DNA encodes the genes through which organisms live. DNA can be altered by a process called methylation which chemical tags are placed on the DNA. This is a method by which gene transcription can be controlled and modified, and is known as epigenetic.
A group of researchers performed a study to particularly looking at how DNA methylation changes with age and which genes in are involved.
They wanted to determine the epigentic changes that underlie the aging process with the hope of finding targets to direct anti-aging or age delaying therapies.
To do so they performed an epigenome wide analysis and looked for correlation to observable changes of aging. The age-related changes they looked at included “telomere length, systolic blood pressure (SBP), diastolic blood pressure (DBP), FEV1 and FVC to examine lung function, grip strength, bone mineral density (BMD), serum levels of DHEAS, serum total cholesterol levels, serum high density cholesterol levels (HDL), calculated levels of serum low density cholesterol (LDL), serum albumin levels, serum creatinine levels, maternal longevity (MLONG), paternal longevity (PLONG), maternal age at reproduction (MREPROD), and paternal age at reproduction (PREPROD).”
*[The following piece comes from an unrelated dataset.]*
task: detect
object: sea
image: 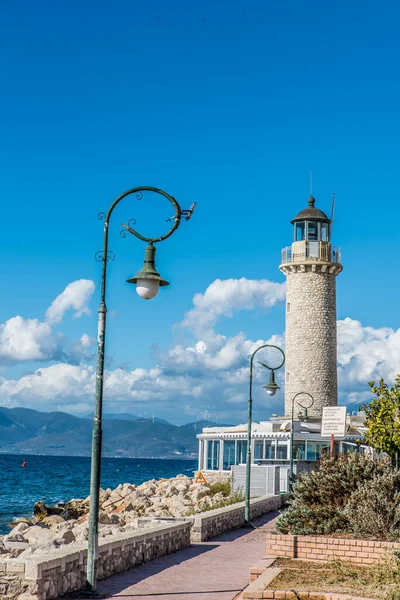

They were able to identify 490 age- related epigenetic changes. These epigenetic changes were in four genes related to cholesterol, lung function and maternal longevity. They also discovered these changes were already present in young subjects suggesting that some age-determinants may be decided early in life.
The researchers concluded “we identified methylation changes associated with chronological age and ageing-related phenotypes and we explored mechanisms underlying ageing-related changes in DNA methylation. Both environmental and genetic factors are thought to contribute to healthy ageing, and epigenetic mechanisms represent a potential pathway of mediating these effects on ageing and age related traits.”